Install Over-the-Toilet Storage

Bathroom storage is measured in inches, not square feet. That vertical column above the toilet tank represents the most underused real estate in the house—thirty-six inches of width and sixty to seventy inches of height that does nothing but hold air. Installing an over-the-toilet storage unit transforms dead space into functional shelving for towels, toiletries, and cleaning supplies. Done right, the unit should feel permanent, not precarious. It should hold weight without flexing and survive a towel-grab without wobbling. Most failures come from skipping the stud-find step or trusting the included plastic anchors.
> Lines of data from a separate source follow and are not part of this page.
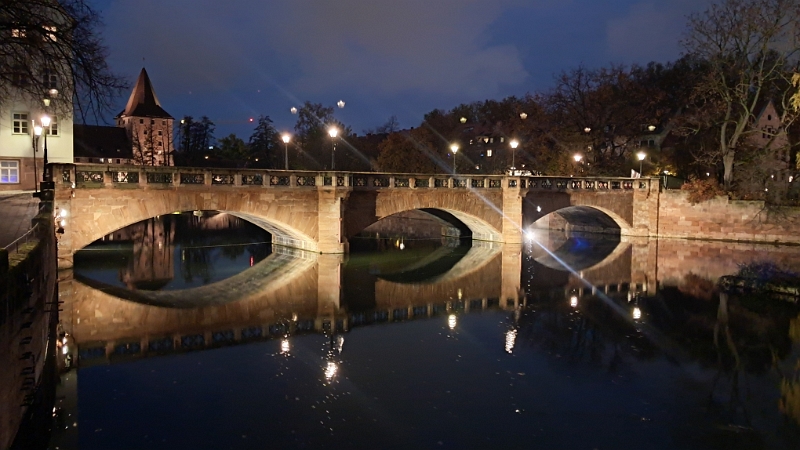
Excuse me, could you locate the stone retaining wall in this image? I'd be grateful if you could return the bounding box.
[657,191,800,244]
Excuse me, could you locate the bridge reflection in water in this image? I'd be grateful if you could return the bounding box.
[58,225,644,367]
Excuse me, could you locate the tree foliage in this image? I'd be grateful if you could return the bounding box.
[682,0,800,190]
[0,0,126,121]
[248,115,279,167]
[376,128,441,173]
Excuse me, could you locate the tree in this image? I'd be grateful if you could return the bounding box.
[376,128,441,173]
[0,0,126,121]
[545,64,672,175]
[248,115,279,168]
[217,134,249,166]
[293,101,353,170]
[130,122,155,165]
[682,0,800,190]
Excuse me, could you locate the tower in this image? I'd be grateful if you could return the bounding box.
[115,68,173,166]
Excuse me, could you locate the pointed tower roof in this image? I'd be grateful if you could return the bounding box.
[117,68,173,119]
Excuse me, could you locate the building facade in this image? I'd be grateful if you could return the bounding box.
[0,97,73,191]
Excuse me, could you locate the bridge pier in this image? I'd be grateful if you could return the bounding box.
[501,180,524,244]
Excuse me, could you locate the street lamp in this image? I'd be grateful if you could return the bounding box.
[40,115,50,181]
[574,154,583,175]
[450,143,459,174]
[281,134,291,170]
[637,151,646,176]
[32,123,42,192]
[509,139,519,173]
[584,127,591,134]
[328,127,339,170]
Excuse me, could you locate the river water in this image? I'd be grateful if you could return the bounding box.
[45,212,800,449]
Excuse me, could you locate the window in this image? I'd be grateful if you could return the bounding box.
[42,69,58,90]
[1,161,20,184]
[158,130,162,136]
[11,71,28,87]
[162,120,166,125]
[12,28,26,38]
[12,113,29,134]
[139,119,144,124]
[500,137,505,143]
[487,149,493,157]
[46,116,58,136]
[151,119,155,125]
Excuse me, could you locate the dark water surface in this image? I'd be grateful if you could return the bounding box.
[49,213,800,449]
This guide walks through the actual mounting process—finding solid wood, setting true level, and building in enough reinforcement that the unit feels like part of the wall.

  1. Clear the area and measure clearances. Remove everything from around the toilet and measure the space. You need at least 24 inches of width and clearance from the tank lid to the bottom shelf—typically 10-12 inches minimum so the lid opens fully. Measure your toilet's actual dimensions, not the box specs. Mark the floor position for the unit legs so you know where it sits before you start drilling holes in the wall.
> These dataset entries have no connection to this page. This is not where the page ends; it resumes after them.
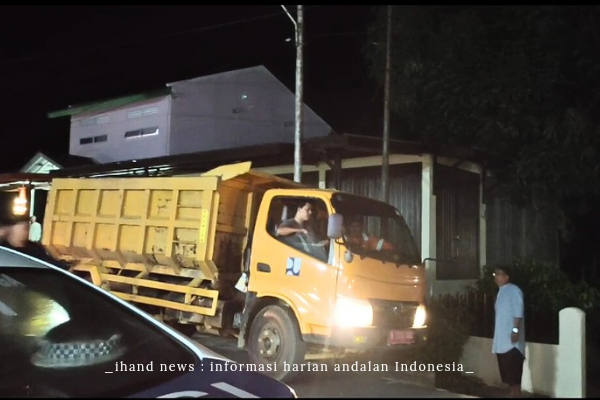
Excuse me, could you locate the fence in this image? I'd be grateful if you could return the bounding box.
[436,291,559,344]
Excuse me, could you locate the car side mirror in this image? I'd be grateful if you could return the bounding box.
[327,213,343,239]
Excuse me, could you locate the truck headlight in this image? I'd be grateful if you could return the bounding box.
[334,296,373,327]
[412,303,427,328]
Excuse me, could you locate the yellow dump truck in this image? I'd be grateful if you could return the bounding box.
[42,161,427,381]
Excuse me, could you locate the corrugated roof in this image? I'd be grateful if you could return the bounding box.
[47,87,172,119]
[20,151,96,173]
[45,134,505,179]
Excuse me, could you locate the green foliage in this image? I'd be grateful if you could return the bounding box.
[473,260,600,312]
[363,5,600,204]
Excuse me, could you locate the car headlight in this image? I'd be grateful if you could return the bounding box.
[334,296,373,327]
[412,303,427,328]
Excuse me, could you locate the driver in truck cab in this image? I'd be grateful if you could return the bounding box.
[275,199,329,260]
[275,200,315,237]
[276,200,328,244]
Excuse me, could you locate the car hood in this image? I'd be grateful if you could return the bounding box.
[130,357,297,398]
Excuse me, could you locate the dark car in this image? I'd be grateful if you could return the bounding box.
[0,246,297,398]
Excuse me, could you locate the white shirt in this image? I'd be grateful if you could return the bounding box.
[492,282,526,355]
[29,221,42,242]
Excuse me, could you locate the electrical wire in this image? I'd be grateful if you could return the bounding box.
[0,6,322,68]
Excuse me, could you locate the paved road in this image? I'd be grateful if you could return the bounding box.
[192,333,475,398]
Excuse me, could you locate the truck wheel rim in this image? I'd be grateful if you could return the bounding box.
[257,323,281,361]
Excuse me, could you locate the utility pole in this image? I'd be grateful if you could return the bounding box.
[381,5,392,203]
[281,5,304,183]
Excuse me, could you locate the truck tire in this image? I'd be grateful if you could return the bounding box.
[248,305,306,382]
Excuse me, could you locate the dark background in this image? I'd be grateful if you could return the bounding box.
[0,5,380,173]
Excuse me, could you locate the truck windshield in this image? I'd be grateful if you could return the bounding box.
[331,193,421,265]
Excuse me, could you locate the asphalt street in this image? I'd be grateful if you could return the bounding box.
[192,332,475,398]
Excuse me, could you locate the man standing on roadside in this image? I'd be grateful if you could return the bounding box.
[1,215,69,270]
[492,266,526,398]
[29,215,43,242]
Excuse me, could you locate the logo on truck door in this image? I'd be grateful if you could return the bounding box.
[286,257,302,276]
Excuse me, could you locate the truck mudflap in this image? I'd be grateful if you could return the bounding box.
[302,326,427,351]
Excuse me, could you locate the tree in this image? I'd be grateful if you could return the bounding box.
[364,5,600,203]
[363,6,600,282]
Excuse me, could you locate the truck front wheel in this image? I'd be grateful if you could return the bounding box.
[248,305,306,382]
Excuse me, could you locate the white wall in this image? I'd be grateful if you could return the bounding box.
[460,308,586,397]
[67,66,331,163]
[167,65,331,155]
[69,97,171,163]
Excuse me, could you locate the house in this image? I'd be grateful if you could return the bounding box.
[47,65,332,164]
[0,152,96,222]
[20,151,95,175]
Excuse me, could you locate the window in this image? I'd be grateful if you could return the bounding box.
[127,107,158,119]
[79,135,108,145]
[124,127,159,139]
[267,196,329,263]
[79,115,109,126]
[331,193,421,265]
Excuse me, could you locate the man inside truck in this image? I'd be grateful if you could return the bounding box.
[343,217,395,253]
[275,199,329,261]
[275,200,315,236]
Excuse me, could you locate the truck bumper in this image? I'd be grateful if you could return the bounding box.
[303,326,427,351]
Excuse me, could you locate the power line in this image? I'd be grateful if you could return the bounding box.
[0,34,299,103]
[0,6,322,68]
[312,31,365,37]
[0,15,364,88]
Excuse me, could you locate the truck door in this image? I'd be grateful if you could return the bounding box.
[248,195,338,336]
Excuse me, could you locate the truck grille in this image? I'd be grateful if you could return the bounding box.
[369,299,418,328]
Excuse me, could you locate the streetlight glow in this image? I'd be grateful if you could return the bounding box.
[13,186,28,216]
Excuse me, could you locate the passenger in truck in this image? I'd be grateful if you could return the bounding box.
[343,218,394,252]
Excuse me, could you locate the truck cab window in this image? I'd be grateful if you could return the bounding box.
[267,197,329,262]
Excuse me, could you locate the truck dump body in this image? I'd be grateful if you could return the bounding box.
[43,162,302,315]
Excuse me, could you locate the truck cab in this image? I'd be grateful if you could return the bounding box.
[240,189,427,380]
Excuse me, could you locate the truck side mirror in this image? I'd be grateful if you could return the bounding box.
[327,213,343,239]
  2. Locate and mark wall studs. Use a stud finder to locate the vertical studs behind the toilet. Most walls have studs every 16 inches on center. Mark both edges of each stud with painter's tape, then mark the center line with a pencil. You want at least one stud, ideally two, within the mounting width of your unit. If your unit's uprights don't align with studs, you'll need toggle bolts rated for 50+ pounds.
  3. Assemble the frame on the floor. Lay out all parts and hardware. Assemble the vertical posts and horizontal crossbars finger-tight first, checking that corners are square by measuring diagonals—they should match within 1/8 inch. Once square, tighten all connections fully. Do not install shelves yet. The empty frame is easier to maneuver and level.
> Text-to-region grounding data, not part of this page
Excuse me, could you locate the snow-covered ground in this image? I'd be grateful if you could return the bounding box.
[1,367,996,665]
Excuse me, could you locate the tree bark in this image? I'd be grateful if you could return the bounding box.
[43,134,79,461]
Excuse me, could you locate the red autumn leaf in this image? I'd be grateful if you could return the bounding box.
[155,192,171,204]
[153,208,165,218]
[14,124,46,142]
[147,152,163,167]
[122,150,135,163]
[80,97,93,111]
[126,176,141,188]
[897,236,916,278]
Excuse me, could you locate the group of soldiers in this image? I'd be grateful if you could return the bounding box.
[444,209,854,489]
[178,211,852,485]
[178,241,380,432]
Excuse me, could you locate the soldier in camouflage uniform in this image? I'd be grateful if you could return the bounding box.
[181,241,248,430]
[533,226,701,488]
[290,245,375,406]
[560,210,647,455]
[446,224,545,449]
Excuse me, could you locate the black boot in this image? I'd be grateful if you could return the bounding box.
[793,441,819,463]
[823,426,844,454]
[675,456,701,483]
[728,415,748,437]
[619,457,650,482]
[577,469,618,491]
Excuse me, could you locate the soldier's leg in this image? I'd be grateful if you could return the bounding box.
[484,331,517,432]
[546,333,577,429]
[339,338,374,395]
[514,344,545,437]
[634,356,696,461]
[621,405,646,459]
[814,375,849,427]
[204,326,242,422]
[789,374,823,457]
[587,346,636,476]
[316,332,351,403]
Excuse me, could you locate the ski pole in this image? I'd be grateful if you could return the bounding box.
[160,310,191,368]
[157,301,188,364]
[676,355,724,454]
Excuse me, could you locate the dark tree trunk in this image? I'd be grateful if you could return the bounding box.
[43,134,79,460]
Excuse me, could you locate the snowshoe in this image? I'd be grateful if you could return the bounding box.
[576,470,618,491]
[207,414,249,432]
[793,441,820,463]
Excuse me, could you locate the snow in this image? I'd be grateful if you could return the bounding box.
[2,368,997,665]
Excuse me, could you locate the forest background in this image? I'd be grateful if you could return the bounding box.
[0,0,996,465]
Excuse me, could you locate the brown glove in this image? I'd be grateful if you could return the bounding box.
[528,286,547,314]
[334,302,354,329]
  4. Position and level the frame. Lift the frame into position over the toilet. Set the feet where you marked earlier. Place a 4-foot level across the top horizontal bar and shim the feet as needed until dead level side-to-side. Check level front-to-back as well. Mark the wall through the mounting holes with a pencil. Remove the frame and set it aside.
  5. Drill pilot holes and install anchors. If your marks align with studs, drill 1/8-inch pilot holes and drive 3-inch lag bolts directly into the studs—no anchors needed. If you're between studs, drill holes sized for toggle bolts, insert the toggles through the unit's mounting holes, and tighten until snug. Toggle bolts require larger holes than the instructions suggest—go up one drill bit size for easier installation.
  6. Mount the frame to the wall. Lift the frame back into position, aligning the mounting holes with your pilot holes or anchors. Have a helper hold it level while you start the first fastener. Install the top fasteners first, then check level again before installing bottom fasteners. Tighten everything in stages—top right, top left, bottom right, bottom left—so the frame doesn't rack out of square.
  7. Install shelves and test stability. Slide shelves into their brackets or supports, making sure they seat fully. Most units have small set screws or clips to lock shelves in place—use them. Test the unit by pulling forward on the top shelf with moderate force. It should feel solid with no flex or movement. If it wobbles, add a third mounting point or switch to longer fasteners.
  8. Load and adjust as needed. Place your heaviest items on the bottom shelf, lighter items up top. Avoid overloading any single shelf—spread weight across multiple levels. If you notice any lean or flex after loading, unload the unit and add a support bracket mid-span or install an additional wall anchor. The unit should feel absolutely stable under realistic use.